La miró entonces. Las parejas habían comenzado a caminar para adentrarse en el bosque, incluidos Elleise y Satine con distintas parejas, aparentemente secuestrados sin que ellos pudieran preverlo; Annie comenzó a caminar también, tratando de escapar de sus hermosos ojos, pero fue frenada por él mismo al no moverse de su lugar.

–¿Zack?

Fue hace un año. –Dijo en español. –Cuando me pidió que cuidara de ti, en este mismo bosque.

–¿Qué?

Habían comenzado a caminar finalmente, un tanto atrasados del grupo, pero Annie estaba segura de que no irían a recoger setas; el paramédico había tomado un camino distinto al sendero marcado para seguir, andando entre los pinos jóvenes que no pasaban de cuatro metros, entre pequeñas piedras lisas y maleza furtiva que gustaba de crecer de manera caprichosa. Ella percibió entonces el aroma a la humedad, dulzón, así como el distintivo sonido del agua correr entre las rocas.

–¿A dónde vamos? -Cuestionó ella con suma suavidad. No quería decirle que no había entendido lo que le había dicho.

–Hace un año… antes de la batalla. –Habló él, y pudo notarse su voz ahogada. –Alexis me pidió hablar con él, a solas, en este lugar.

Annie fue entonces capaz de contemplar, entre la sombra que proyectaban los árboles, una roca en un inusual color blanco, como si fuese mármol o algo parecido; le dio un escalofrío el haber escuchado su nombre, ni siquiera ella misma era capaz de pronunciarlo a pesar del tiempo transcurrido. Zack se había quedado de pie frente a esa roca, que lo superaba en altura, y ella fue incapaz de mirarlo de pronto.

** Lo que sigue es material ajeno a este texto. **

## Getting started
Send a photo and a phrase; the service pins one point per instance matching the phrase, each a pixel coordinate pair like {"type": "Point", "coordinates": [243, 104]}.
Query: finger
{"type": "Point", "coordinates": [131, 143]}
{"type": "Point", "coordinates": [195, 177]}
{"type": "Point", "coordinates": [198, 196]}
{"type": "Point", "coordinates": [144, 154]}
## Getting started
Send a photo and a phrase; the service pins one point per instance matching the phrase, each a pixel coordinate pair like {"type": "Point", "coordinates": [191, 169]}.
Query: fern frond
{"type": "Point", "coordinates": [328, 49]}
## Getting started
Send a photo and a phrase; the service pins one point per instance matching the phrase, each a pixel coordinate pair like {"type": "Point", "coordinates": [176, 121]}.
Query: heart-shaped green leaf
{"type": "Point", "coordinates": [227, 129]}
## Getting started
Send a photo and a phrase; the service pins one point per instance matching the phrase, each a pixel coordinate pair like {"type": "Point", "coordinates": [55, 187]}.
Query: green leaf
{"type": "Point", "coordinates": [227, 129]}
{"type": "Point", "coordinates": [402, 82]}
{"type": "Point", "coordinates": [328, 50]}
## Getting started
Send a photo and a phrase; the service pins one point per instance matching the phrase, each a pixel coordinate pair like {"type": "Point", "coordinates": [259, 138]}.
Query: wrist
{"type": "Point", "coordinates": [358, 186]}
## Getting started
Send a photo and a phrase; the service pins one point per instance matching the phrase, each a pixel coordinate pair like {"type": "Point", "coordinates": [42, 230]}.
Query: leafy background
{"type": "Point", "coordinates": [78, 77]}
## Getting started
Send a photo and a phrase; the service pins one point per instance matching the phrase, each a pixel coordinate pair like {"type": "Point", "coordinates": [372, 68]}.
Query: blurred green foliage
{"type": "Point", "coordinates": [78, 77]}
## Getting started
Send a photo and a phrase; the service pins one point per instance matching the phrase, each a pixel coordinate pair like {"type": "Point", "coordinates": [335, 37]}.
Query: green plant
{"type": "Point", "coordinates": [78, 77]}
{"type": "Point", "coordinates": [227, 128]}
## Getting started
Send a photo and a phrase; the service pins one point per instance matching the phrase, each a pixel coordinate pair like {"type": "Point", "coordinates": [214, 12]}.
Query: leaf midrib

-Elleise era su mano derecha, León su mejor combatiente… no entendía la razón por la que me necesitaba. –La voz del joven se había quebrado de pronto. –Me hizo prometer que no lo diría, Annie. Pero ya no puedo con ello…

-¿De qué hablas? –Se alteró muchísimo. Zack no era un hombre que pudiese quebrarse con facilidad.

–Él… él sabía que iba a morir. Lo supo desde el momento en el que tuvo que hacer la prueba, cuando supo quién era realmente…

Estaba llorando. La visión para la chica era demasiada como para dejarla formular una palabra… él siempre fue tan firme, tan fuerte…

–Fui el único que lo supo, él único al que se lo dijo… Annie, yo lo sabía, sabía que iba a morir, y que no había nada que hacer para salvarlo. –Cayó de rodillas al suelo, jalando su mano suavemente. –Lo único que me pidió fue que cuidara de ti… que debías sobrevivir… que confiaba que te cuidaría con mi vida…

Annie se mantuvo con la vista al frente, escuchando como su amigo sollozaba sin control; pudo imaginarlo, sentado en aquella roca: la camisa de botones con las mangas dobladas hasta los codos, el pantalón gris oscuro de vestir. La tez clara, el fino y lacio cabello rubio pulcramente peinado hacia atrás, su semblante serio, casi despreciativo, excepto cuando la miraba a ella… se arrodilló frente a Zack, y lo rodeó con su brazo libre tan fuerte como pudo. Percibió sus lágrimas sobre su pecho femenino, escuchó sus suspiros cortados, y ella misma contuvo su deseo por llorar con él.

–Zack… no había nada que pudiésemos hacer. –No sabía exactamente qué decirle en ese momento. –Alexis… aceptó su destino… por eso es un héroe… sin él, no estaríamos aquí.

Solamente la había rodeado con un brazo, pero su fuerza era suficiente para cortarle el aire; tardó un poco en que se calmara, quizá un tanto más de lo esperado. Acabó arrodillada frente a él, mirando los árboles, escuchando el sonido de las aves revoloteando, de la brisa pasar entre las hojas.

–Lo lamento, Annie. –Dijo, finalmente, con voz ronca.

–¿Qué cosa lamentas?

–Derrumbarme. No disfruto… de hablar demasiado de mí.

–Era algo que te lastimaba por dentro, no creo que sea malo. Solo, quizá… nos hemos atrasado con respecto al resto.

El paramédico levantó la cabeza de inmediato tras escucharla, notándose alarmado; sus ojos se veían irritados, y sus mejillas estaban quizá demasiado sonrojadas, algo realmente impresionante para ella.

–Tienes razón, creo que hay que movernos.

–¿Qué les diremos al resto…?

-.-.-.-.-.-

Elleise se notaba inquieto. Satine, preocupada. Annie no creyó que fueran a creerse el cuento que Zack acababa de soltarles por la demora, así como que los dos tuviesen los ojos enrojecidos y el hecho de que sonaran congestionados.

–¿Se encuentran bien? -La enfermera cuestionó. –Es decir, si pueden respirar bien, puedo darles un antihistamínico.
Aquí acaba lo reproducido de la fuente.